TL;DR: Prompt injection exploits the boundary between user input and system instructions in AI systems, giving attackers a low-skill path to manipulate models that can access data and tools, according to WorkOS's interview with Noam Schwartz. The governance problem is that production AI agents collapse old web security assumptions about instruction trust, making safety, access, and tool-use boundaries inseparable.
NHIMG editorial — based on content published by WorkOS: AI is both weapon and target, Noam Schwartz on the new threat landscape
Questions worth separating out
Q: How should security teams reduce prompt injection risk in AI agents?
A: Security teams should separate instructions from untrusted content, minimise the agent’s tool permissions, and block direct action paths where possible.
Q: Why do AI agents create new identity governance problems?
A: AI agents create identity governance problems because they can access data, choose tools, and trigger actions inside a single runtime session.

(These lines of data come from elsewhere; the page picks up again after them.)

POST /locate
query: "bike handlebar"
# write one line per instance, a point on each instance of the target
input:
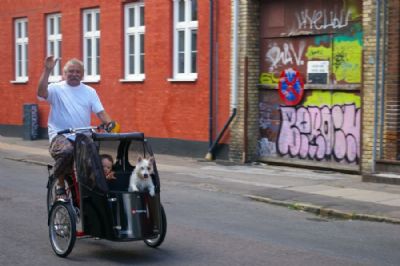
(79, 129)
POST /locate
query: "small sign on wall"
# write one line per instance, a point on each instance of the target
(317, 72)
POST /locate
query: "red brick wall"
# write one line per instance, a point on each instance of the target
(157, 107)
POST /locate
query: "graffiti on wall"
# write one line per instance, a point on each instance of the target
(285, 55)
(323, 19)
(322, 125)
(320, 133)
(325, 127)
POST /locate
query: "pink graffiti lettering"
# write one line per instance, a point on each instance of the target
(321, 20)
(320, 133)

Q: What do organisations get wrong about AI safety and access control?
A: Organisations often focus on model outputs while ignoring the privileges behind the model.
Practitioner guidance
- Separate instruction channels from data channels Do not allow user-supplied content, retrieved content, and system instructions to share the same trust assumptions.
- Constrain tool access at the agent boundary Limit each agent to the minimum tool set required for its task, and require explicit policy checks before any action that touches sensitive data, writes records, or invokes downstream systems.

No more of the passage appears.